I have some .NET code that ingests HTML files and extracts text from them. I am using HtmlAgilityPack
to do the extraction. Before I wanted to extract most of the text that was there that was there, so it worked fine. Now requirements have changed and I need to only extract text from he main body of the document. So suppose I scraped HTML from a news webpage. I just want the text of the article, not the ads, titles of other albeit related articles, header/footers etc.
It is possible to modify my calls to HtmlAgilityPack
to only extract the main text? Or is there an alternative way to do the extraction?

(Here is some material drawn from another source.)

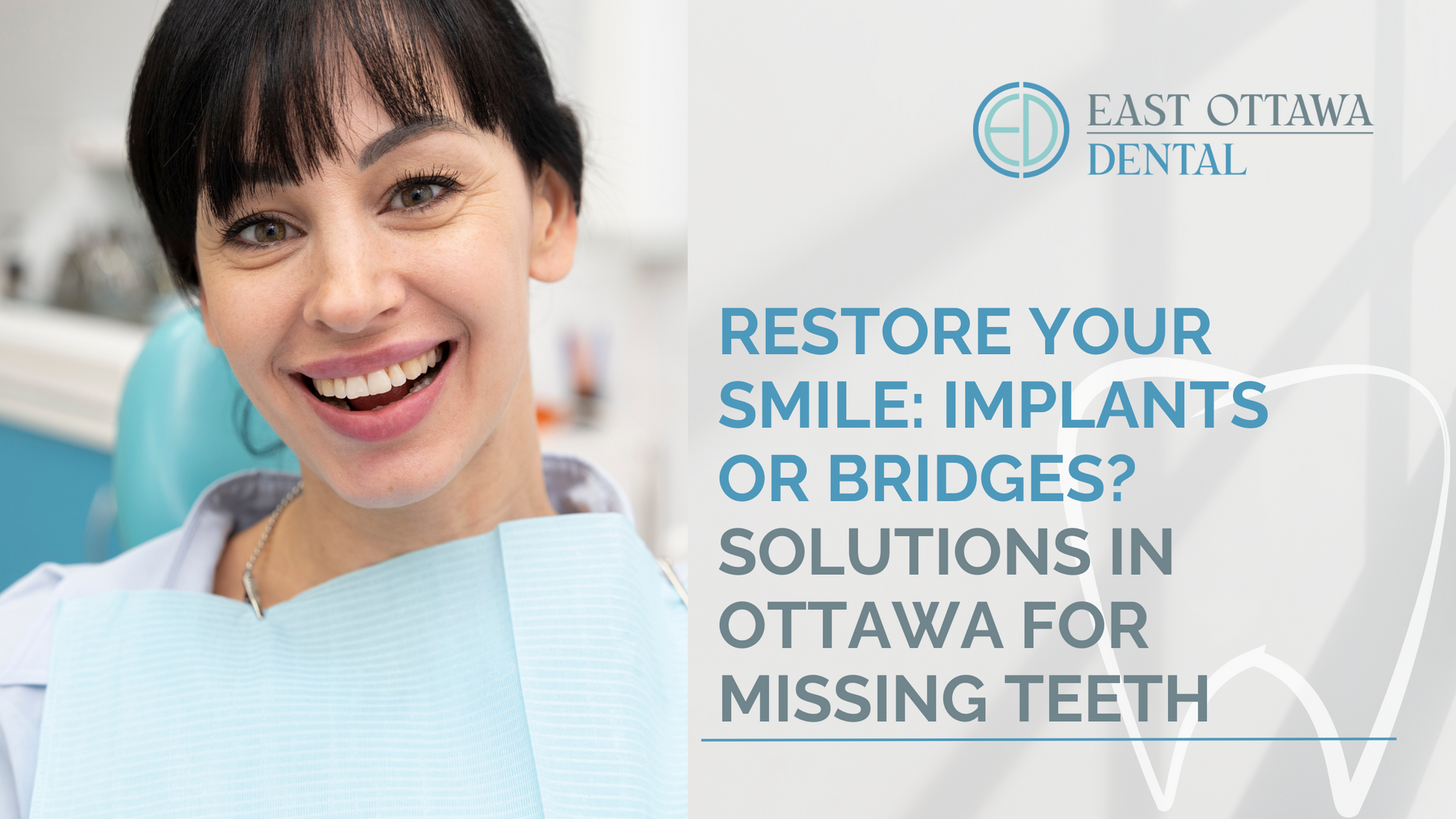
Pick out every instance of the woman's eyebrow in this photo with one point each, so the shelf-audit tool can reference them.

Here's the current block of code that gets text from HTML:
using HtmlAgilityPack;
public string ConvertHtml(string html)
{
HtmlDocument doc = new HtmlDocument();
doc.LoadHtml(html);
StringWriter sw = new StringWriter();
ConvertTo(doc.DocumentNode, sw);
sw.Flush();
return sw.ToString();
}
public void ConvertTo(HtmlNode node, TextWriter outText)
{
string html;
switch (node.NodeType)
{
case HtmlNodeType.Comment:
// don't output comments
break;
case HtmlNodeType.Document:
ConvertContentTo(node, outText);
break;
case HtmlNodeType.Text:
// script and style must not be output
string parentName = node.ParentNode.Name;
if ((parentName == "script") || (parentName == "style"))
break;
// get text
html = ((HtmlTextNode) node).Text;
// is it in fact a special closing node output as text?
if (HtmlNode.IsOverlappedClosingElement(html))
break;
// check the text is meaningful and not a bunch of whitespaces
if (html.Trim().Length > 0)
{
outText.Write(HtmlEntity.DeEntitize(html));
}
break;
case HtmlNodeType.Element:
switch (node.Name)
{
case "p":
// treat paragraphs as crlf
outText.Write("\r\n");
break;
}
if (node.HasChildNodes)
{
ConvertContentTo(node, outText);
}
break;
}
}
private void ConvertContentTo(HtmlNode node, TextWriter outText)
{
foreach (HtmlNode subnode in node.ChildNodes)
{
ConvertTo(subnode, outText);
}
}
So, ideally, what I want is to let HtmlAgilityPack
determine which parts of the input HTML constitute the "main" text block and input only those elements. I do not know what the structure of input HTML will be but I do know that it will vary a lot (before it was a lot more static)